Interesting Analysis Question (Measure Theory)

Do try out this Free Career Guidance Personality Test at https://career-test.com/s/sgamb?reid=210 while it is still available!

Benefits of doing the (Free) Career Test:

Get familiar with the top companies in Singapore
There are seven distinct career types based on career preferences, goals and personality. Get to know yours! (My result: Harmonizer)
Take part in the annual Universum survey and win prizes!

Let $f\geq 0$ be a measurable function with $\int f d\mu<\infty$ . Show that for any $\epsilon>0$ , there exists a $\delta(\epsilon)>0$ such that for any measurable set $E\in\mathcal{A}$ with $\mu(E)<\delta(\epsilon)$ , we have $\int_E f d\mu<\epsilon$ .

Proof: For $M>0$ , we define $f_M(x)=\min (f(x),M)\leq M$ , for all $x\in \Omega$ .

Then $f=f_M+(f-f_M)$ .

Let $\delta=\epsilon/2M$ . Then for any $E\in\mathcal{A}$ with $\mu(E)<\delta$ ,

$\begin{aligned}\int_E f_M d\mu &\leq \int_E M d\mu\\ &=\mu (E)M\\ &<\delta M\\ &=(\epsilon/2M)M\\ &=\epsilon/2 \end{aligned}$

Note that $f_M\uparrow f$ . By Monotone Convergence Theorem,

$\int f d\mu=\lim_{M\to\infty}\int f_M d\mu$ .

Therefore $\lim_{M\to\infty}\int f-f_M d\mu=0$ .

We can choose $M$ sufficiently large such that

$\int_E f-f_M d\mu \leq \int f-f_M d\mu <\epsilon/2$ .

Then

$\begin{aligned} \int_E f d\mu&=\int_E f_M d\mu+\int_E f-f_M d\mu\\ &<\epsilon/2+\epsilon/2\\ &=\epsilon \end{aligned}$

We are done!

Zmn/Zm isomorphic to Zn

The following is a simple proof of why $\mathbb{Z}_{mn}/\mathbb{Z}_m\cong\mathbb{Z}_n$ .

For instance $\mathbb{Z}_6/\mathbb{Z}_2\cong\mathbb{Z}_3$ . Note that the tricky part is that $\mathbb{Z}_2$ is not actually the usual {0,1}, but rather {0,3} (considered as part of $\mathbb{Z}_6$ ).
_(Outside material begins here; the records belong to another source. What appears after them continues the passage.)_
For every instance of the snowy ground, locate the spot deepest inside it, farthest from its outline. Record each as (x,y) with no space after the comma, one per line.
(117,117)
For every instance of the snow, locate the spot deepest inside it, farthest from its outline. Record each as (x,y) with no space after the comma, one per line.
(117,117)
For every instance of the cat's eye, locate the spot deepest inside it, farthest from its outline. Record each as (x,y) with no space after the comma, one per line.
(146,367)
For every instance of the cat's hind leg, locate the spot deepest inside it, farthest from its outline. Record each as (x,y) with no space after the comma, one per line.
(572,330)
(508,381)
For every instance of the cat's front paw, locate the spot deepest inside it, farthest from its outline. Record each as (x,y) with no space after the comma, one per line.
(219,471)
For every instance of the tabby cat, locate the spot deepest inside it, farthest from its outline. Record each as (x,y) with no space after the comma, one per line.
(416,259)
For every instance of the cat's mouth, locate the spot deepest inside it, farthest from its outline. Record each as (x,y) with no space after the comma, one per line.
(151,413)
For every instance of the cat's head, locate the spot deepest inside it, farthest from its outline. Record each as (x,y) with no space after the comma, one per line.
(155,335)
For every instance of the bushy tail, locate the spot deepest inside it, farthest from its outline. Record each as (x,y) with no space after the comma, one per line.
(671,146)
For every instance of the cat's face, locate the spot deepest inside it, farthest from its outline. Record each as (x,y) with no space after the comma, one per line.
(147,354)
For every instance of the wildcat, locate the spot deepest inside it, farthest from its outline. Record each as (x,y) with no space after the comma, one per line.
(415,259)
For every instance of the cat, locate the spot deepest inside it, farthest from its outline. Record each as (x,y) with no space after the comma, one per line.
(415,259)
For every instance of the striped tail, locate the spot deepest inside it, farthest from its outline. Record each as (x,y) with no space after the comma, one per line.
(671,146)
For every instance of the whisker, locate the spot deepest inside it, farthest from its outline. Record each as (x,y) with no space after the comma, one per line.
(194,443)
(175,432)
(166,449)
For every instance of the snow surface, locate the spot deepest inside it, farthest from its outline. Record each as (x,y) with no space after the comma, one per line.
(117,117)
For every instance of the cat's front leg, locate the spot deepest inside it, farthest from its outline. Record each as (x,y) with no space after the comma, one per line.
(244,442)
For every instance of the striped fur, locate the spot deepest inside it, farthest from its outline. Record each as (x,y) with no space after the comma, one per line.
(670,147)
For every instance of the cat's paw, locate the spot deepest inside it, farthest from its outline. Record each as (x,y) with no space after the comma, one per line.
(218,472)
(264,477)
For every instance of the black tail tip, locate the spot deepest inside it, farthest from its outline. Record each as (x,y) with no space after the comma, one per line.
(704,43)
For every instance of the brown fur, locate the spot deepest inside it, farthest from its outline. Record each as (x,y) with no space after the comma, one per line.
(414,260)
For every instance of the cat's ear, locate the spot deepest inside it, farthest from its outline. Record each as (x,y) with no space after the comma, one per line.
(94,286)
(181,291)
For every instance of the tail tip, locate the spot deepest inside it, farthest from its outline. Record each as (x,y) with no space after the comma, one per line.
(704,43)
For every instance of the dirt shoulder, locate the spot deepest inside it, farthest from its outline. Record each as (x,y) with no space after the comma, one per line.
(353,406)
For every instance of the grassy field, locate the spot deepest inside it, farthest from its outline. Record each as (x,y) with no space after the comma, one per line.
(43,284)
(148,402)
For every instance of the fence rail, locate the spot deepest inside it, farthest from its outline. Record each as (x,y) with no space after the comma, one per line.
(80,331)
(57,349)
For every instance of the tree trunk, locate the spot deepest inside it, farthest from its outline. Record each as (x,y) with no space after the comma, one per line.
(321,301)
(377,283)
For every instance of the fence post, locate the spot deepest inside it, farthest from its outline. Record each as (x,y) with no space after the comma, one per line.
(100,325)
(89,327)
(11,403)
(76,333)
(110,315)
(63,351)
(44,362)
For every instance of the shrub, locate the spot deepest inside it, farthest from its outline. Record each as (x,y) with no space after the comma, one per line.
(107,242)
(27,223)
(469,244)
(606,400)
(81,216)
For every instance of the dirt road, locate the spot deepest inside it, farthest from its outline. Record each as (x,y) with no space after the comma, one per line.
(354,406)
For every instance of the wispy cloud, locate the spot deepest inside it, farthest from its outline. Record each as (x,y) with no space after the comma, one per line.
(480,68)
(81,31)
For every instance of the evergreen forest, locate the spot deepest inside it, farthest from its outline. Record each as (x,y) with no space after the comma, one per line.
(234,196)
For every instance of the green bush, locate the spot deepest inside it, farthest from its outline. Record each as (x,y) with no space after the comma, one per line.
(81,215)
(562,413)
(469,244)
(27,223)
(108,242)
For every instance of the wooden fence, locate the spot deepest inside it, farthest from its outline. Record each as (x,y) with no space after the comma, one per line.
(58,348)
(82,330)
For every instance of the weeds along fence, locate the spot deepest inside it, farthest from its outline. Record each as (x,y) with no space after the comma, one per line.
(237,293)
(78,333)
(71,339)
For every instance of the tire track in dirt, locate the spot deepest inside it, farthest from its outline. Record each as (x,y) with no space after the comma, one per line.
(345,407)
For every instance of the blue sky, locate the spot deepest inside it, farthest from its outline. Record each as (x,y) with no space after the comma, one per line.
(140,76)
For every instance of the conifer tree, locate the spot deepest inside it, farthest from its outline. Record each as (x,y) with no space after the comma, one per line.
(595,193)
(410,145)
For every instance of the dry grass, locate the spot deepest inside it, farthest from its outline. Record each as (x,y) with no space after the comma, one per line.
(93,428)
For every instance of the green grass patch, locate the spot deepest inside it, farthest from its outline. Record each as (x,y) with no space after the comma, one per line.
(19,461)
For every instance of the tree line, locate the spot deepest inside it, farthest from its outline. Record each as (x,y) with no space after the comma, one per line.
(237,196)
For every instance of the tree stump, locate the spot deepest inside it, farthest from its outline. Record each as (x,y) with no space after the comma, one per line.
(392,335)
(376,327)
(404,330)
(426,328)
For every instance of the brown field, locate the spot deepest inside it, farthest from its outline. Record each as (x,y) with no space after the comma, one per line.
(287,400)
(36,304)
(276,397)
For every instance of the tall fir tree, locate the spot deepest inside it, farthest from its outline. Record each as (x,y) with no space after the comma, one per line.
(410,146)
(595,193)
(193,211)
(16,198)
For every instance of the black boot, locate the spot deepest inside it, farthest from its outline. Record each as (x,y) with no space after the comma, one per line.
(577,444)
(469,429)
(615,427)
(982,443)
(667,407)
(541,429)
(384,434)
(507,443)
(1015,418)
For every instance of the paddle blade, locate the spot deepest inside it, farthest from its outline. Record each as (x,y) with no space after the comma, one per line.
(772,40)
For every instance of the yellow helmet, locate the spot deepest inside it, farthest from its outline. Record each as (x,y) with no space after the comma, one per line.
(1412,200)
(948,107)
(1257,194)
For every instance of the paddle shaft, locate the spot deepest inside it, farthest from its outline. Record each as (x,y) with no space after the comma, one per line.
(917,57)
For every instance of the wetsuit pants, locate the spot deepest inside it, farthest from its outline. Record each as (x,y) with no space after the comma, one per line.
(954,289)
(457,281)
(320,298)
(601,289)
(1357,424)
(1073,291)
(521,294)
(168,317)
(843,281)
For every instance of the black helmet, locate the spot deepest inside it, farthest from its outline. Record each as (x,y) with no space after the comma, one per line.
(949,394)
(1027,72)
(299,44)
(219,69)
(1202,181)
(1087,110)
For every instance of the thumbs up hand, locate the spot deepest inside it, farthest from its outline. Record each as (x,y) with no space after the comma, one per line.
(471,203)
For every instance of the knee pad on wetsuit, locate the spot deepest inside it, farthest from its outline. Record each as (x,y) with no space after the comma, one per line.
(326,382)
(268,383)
Hence the elements of $\mathbb{Z}_6/\mathbb{Z}_2$ are {0,3}, {1, 4}, {2, 5}, which can be seen to be isomorphic to $\mathbb{Z}_3$ .

A sketch of a proof is as follows. Consider $\phi:\mathbb{Z}_{mn}/\mathbb{Z}_m\to \mathbb{Z}_n$ , where $\mathbb{Z}_m=\{0,n,2n,\dots,(m-1)n\}$ , defined by $\phi (a+\mathbb{Z}_m)=a$ .

We may check that it is well-defined since if $a+\mathbb{Z}_m=a'+\mathbb{Z}_m$ , then $a\equiv a' \pmod n$ , and thus $\phi (a+\mathbb{Z}_m)=\phi (a'+\mathbb{Z}_m)$ .

It is a fairly straightforward to check it is a homomorphism, $\begin{aligned}\phi (a+\mathbb{Z}_m+a'+\mathbb{Z}_m)&=\phi (a+a'+\mathbb{Z}_m)\\ &=a+a'\\ &=\phi (a+\mathbb{Z}_m)+\phi(a'+\mathbb{Z}_m) \end{aligned}$

Injectivity is clear since $\ker \phi=0+\mathbb{Z}_m$ , and surjectivity is quite clear too.

Hence, this ends the proof. 🙂

Do check out some Recommended Books on Undergraduate Mathematics, and also download the free SG50 Scientific Pioneers Ebook, if you haven’t already.

Geometric n-simplex is convex

Given the definition of a geometric n-simplex:

$\displaystyle\sigma^n=\{x=\sum_{i=0}^{n}t_i a^i \mid t_i\geq 0\ \text{and }\sum_{i=0}^{n}=1\}\subseteq\mathbb{R}^n$

where $\{a^0,\dots, a^n\}$ are geometrically independent, we can show that the n-simplex is convex (i.e. given any two points, the line connecting them lies in the simplex).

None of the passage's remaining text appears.